Inside-the-waistband offerings, once limited to special orders from custom kydex benders, are now almost too numerous to list. In the past, I’ve used the AIWB Light-Bearing Holster from Henry Holsters as well as the Spotlight from PHLster, and the Gotham holster from Bawidamann, which was interesting in that it indexed on the light, and therefore worked with a few different pistol models, as long as they had an X300 light mounted on them.

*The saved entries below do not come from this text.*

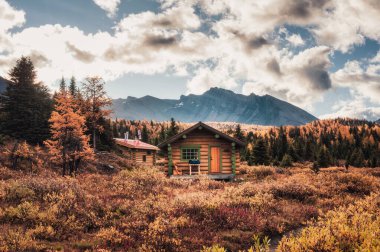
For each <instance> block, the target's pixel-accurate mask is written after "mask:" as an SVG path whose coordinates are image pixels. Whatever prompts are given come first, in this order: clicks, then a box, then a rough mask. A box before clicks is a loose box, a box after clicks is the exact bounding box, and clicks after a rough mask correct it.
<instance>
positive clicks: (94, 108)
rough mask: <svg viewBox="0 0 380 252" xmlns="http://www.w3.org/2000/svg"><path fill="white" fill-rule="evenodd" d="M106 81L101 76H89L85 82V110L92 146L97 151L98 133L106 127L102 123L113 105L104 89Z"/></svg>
mask: <svg viewBox="0 0 380 252" xmlns="http://www.w3.org/2000/svg"><path fill="white" fill-rule="evenodd" d="M104 86H105V82H104V81H103V79H102V78H101V77H87V78H86V79H85V81H84V82H83V96H84V104H83V108H82V110H83V112H84V114H85V115H86V121H87V125H88V129H89V131H90V132H91V138H92V147H93V148H94V150H95V151H96V150H97V149H96V140H97V133H99V134H101V133H103V132H104V130H105V128H104V125H102V123H101V122H102V121H104V118H105V117H108V116H109V114H110V113H111V111H110V110H108V109H107V107H108V106H111V105H112V101H111V99H109V98H108V97H107V94H106V91H105V89H104Z"/></svg>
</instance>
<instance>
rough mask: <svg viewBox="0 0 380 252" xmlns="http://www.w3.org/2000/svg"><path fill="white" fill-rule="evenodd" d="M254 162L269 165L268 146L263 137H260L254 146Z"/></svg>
mask: <svg viewBox="0 0 380 252" xmlns="http://www.w3.org/2000/svg"><path fill="white" fill-rule="evenodd" d="M252 162H253V164H255V165H267V164H268V163H269V157H268V151H267V147H266V146H265V143H264V141H263V139H262V138H259V139H258V140H257V141H256V144H255V145H254V146H253V150H252Z"/></svg>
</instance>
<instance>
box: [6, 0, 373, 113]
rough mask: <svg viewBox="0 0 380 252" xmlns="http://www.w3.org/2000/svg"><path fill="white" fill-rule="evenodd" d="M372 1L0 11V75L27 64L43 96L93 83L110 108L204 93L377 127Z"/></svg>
mask: <svg viewBox="0 0 380 252" xmlns="http://www.w3.org/2000/svg"><path fill="white" fill-rule="evenodd" d="M379 42H380V1H378V0H345V1H341V0H294V1H291V0H290V1H283V0H266V1H261V0H249V1H248V0H186V1H184V0H81V1H77V0H65V1H62V0H33V1H30V0H8V1H6V0H0V75H1V76H3V77H7V73H8V72H9V70H10V68H11V67H12V66H14V64H15V62H16V60H17V59H18V58H20V57H21V56H22V55H23V56H28V57H30V58H31V59H32V61H33V62H34V65H35V67H36V70H37V73H38V78H39V80H41V81H43V82H44V83H45V84H46V85H48V86H49V88H50V89H51V90H55V89H56V88H57V87H58V82H59V80H60V79H61V78H62V77H64V78H67V79H69V78H70V77H71V76H75V77H76V79H77V80H78V81H80V80H81V79H83V78H85V77H87V76H94V75H96V76H101V77H102V78H103V79H104V80H105V81H106V83H107V84H106V88H107V91H108V94H109V96H110V97H112V98H126V97H127V96H135V97H142V96H145V95H152V96H156V97H159V98H170V99H178V98H179V97H180V95H186V94H190V93H191V94H202V93H203V92H205V91H207V90H208V89H210V88H211V87H220V88H225V89H229V90H232V91H234V92H236V93H241V94H245V95H248V94H251V93H255V94H257V95H265V94H269V95H272V96H274V97H277V98H279V99H282V100H285V101H287V102H290V103H292V104H294V105H296V106H299V107H301V108H303V109H305V110H306V111H308V112H310V113H312V114H313V115H315V116H317V117H319V118H333V117H338V116H339V117H355V118H364V119H368V120H375V119H379V118H380V45H379Z"/></svg>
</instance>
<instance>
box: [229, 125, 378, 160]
mask: <svg viewBox="0 0 380 252" xmlns="http://www.w3.org/2000/svg"><path fill="white" fill-rule="evenodd" d="M234 134H235V136H236V137H238V138H242V139H243V140H245V141H246V142H247V143H248V145H247V148H246V149H245V150H244V153H242V154H243V155H242V156H243V159H244V160H246V161H247V162H248V164H256V165H257V164H275V165H283V166H289V165H291V164H292V162H304V161H310V162H314V167H328V166H332V165H338V166H339V165H346V166H347V165H352V166H355V167H364V166H367V167H377V166H379V165H380V127H379V125H378V124H375V123H372V122H369V121H366V120H356V119H342V118H338V119H333V120H319V121H314V122H311V123H309V124H307V125H303V126H298V127H294V126H287V127H279V128H271V129H270V130H268V131H267V132H266V133H264V134H256V133H254V132H252V131H249V132H248V133H247V134H246V135H244V134H242V133H241V130H239V127H237V130H235V132H234Z"/></svg>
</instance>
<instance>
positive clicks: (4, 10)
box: [0, 0, 25, 32]
mask: <svg viewBox="0 0 380 252" xmlns="http://www.w3.org/2000/svg"><path fill="white" fill-rule="evenodd" d="M0 20H1V22H0V32H5V31H7V30H9V29H11V28H13V27H19V26H21V25H22V24H24V22H25V12H24V11H20V10H16V9H14V8H13V7H12V6H10V5H9V3H8V2H7V1H5V0H0Z"/></svg>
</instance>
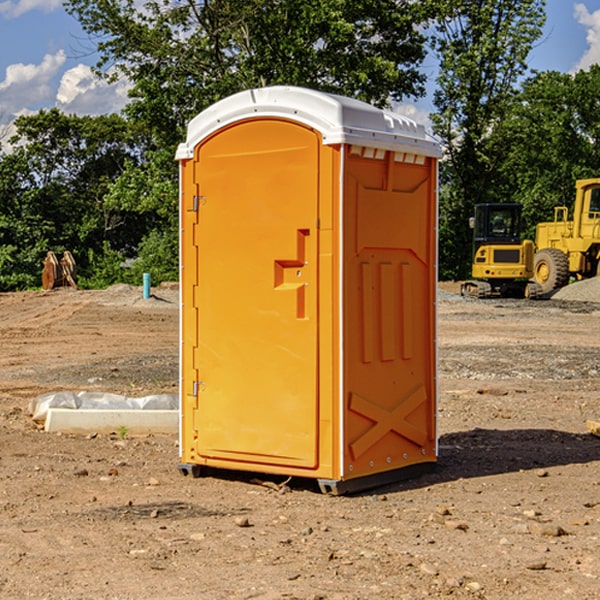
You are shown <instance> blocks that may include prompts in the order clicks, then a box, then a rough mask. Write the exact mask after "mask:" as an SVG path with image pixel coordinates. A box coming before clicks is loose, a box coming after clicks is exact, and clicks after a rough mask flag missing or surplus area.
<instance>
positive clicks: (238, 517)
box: [235, 517, 251, 527]
mask: <svg viewBox="0 0 600 600" xmlns="http://www.w3.org/2000/svg"><path fill="white" fill-rule="evenodd" d="M235 524H236V525H237V526H238V527H250V526H251V525H250V521H249V520H248V517H236V518H235Z"/></svg>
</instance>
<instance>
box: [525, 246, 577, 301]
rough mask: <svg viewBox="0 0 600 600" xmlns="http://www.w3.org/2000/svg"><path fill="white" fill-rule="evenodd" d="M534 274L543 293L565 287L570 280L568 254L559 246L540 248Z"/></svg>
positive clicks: (538, 252)
mask: <svg viewBox="0 0 600 600" xmlns="http://www.w3.org/2000/svg"><path fill="white" fill-rule="evenodd" d="M533 276H534V279H535V282H536V283H537V284H538V285H539V286H540V288H541V293H542V294H548V293H549V292H551V291H552V290H556V289H559V288H561V287H564V286H565V285H567V283H568V282H569V259H568V258H567V255H566V254H565V253H564V252H562V251H560V250H559V249H558V248H544V249H543V250H539V251H538V252H536V254H535V259H534V265H533Z"/></svg>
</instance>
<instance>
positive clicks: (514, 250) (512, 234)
mask: <svg viewBox="0 0 600 600" xmlns="http://www.w3.org/2000/svg"><path fill="white" fill-rule="evenodd" d="M521 209H522V207H521V205H520V204H509V203H496V204H492V203H487V204H477V205H475V216H474V217H471V219H470V223H469V224H470V226H471V227H472V229H473V265H472V269H471V275H472V278H473V279H471V280H468V281H465V282H464V283H463V284H462V285H461V295H463V296H469V297H473V298H492V297H505V298H506V297H509V298H537V297H539V296H541V295H542V288H541V286H540V285H539V284H538V283H536V282H534V281H530V279H532V277H533V274H534V253H535V246H534V243H533V242H532V241H531V240H521V230H522V227H523V221H522V218H521Z"/></svg>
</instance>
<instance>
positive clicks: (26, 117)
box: [0, 109, 149, 290]
mask: <svg viewBox="0 0 600 600" xmlns="http://www.w3.org/2000/svg"><path fill="white" fill-rule="evenodd" d="M15 125H16V129H17V133H16V135H15V136H14V137H13V138H12V140H11V143H12V144H13V145H14V149H13V151H12V152H11V153H8V154H6V155H4V156H2V157H0V206H2V209H1V211H0V248H2V251H1V252H0V289H2V290H7V289H15V288H17V289H22V288H25V287H32V286H36V285H39V283H40V273H41V260H42V258H43V257H44V256H45V254H46V252H47V251H48V250H53V251H54V252H57V253H58V252H63V251H64V250H70V251H71V252H73V253H74V254H75V255H76V260H77V262H78V264H79V266H80V271H81V272H82V274H83V277H84V279H85V277H86V272H87V271H88V267H89V266H90V265H89V262H88V261H87V256H88V255H89V252H90V251H91V252H92V253H94V252H95V253H102V250H103V248H104V245H105V244H108V245H109V246H110V247H112V248H113V249H116V250H118V251H119V252H120V254H121V255H122V258H123V257H125V256H126V255H127V253H128V251H130V250H134V249H135V248H136V246H137V245H138V244H139V243H140V242H141V240H142V239H143V237H144V234H145V233H147V231H148V225H149V224H148V222H147V221H144V220H142V219H139V218H138V215H137V214H136V213H134V212H133V211H127V210H123V209H122V208H121V207H118V206H113V205H111V204H110V203H108V202H107V201H106V199H105V197H106V195H107V193H108V192H109V190H110V189H111V185H112V183H113V182H114V181H115V180H117V179H118V177H119V176H120V174H121V173H122V172H123V170H124V169H125V166H126V165H127V164H130V163H131V162H136V163H138V164H139V162H140V160H141V159H142V154H141V148H142V144H143V137H142V136H140V135H137V134H136V133H135V132H133V131H132V129H131V127H130V125H129V124H128V123H127V122H126V121H125V120H124V119H123V118H122V117H119V116H117V115H108V116H100V117H76V116H67V115H65V114H63V113H62V112H60V111H59V110H57V109H52V110H49V111H44V110H42V111H40V112H39V113H37V114H34V115H31V116H24V117H19V118H18V119H17V121H16V122H15Z"/></svg>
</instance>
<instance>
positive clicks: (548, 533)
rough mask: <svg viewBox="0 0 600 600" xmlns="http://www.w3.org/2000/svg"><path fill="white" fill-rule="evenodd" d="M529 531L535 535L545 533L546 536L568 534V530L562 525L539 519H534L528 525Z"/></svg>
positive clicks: (545, 535)
mask: <svg viewBox="0 0 600 600" xmlns="http://www.w3.org/2000/svg"><path fill="white" fill-rule="evenodd" d="M528 527H529V531H530V532H531V533H533V534H534V535H543V536H546V537H560V536H561V535H567V532H566V531H565V530H564V529H563V528H562V527H561V526H560V525H554V524H552V523H540V522H538V521H532V522H531V523H529V525H528Z"/></svg>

Most recently (as in its official release will happen after I write this but before it goes to print), PHLster takes the omnivorous light-bearing holster a step further with the Floodlight. This new holster indexes on the light, like the Bawidamann Gotham, but uses an ingenious shock cord adjustment to control the width of the holster body. I’ve successfully used it with pistols as diverse in size and shape as a Heckler & Koch P30L, a Glock G20 and G19, and a Beretta 92 Elite, and they all worked fine. Further, the holster body can be optimized for vertical/appendix or canted/strong-side. With an MSRP of $115, that’s a pretty versatile holster.

With concealable options like these on the market, there’s no longer a need to step away from the light when you leave home.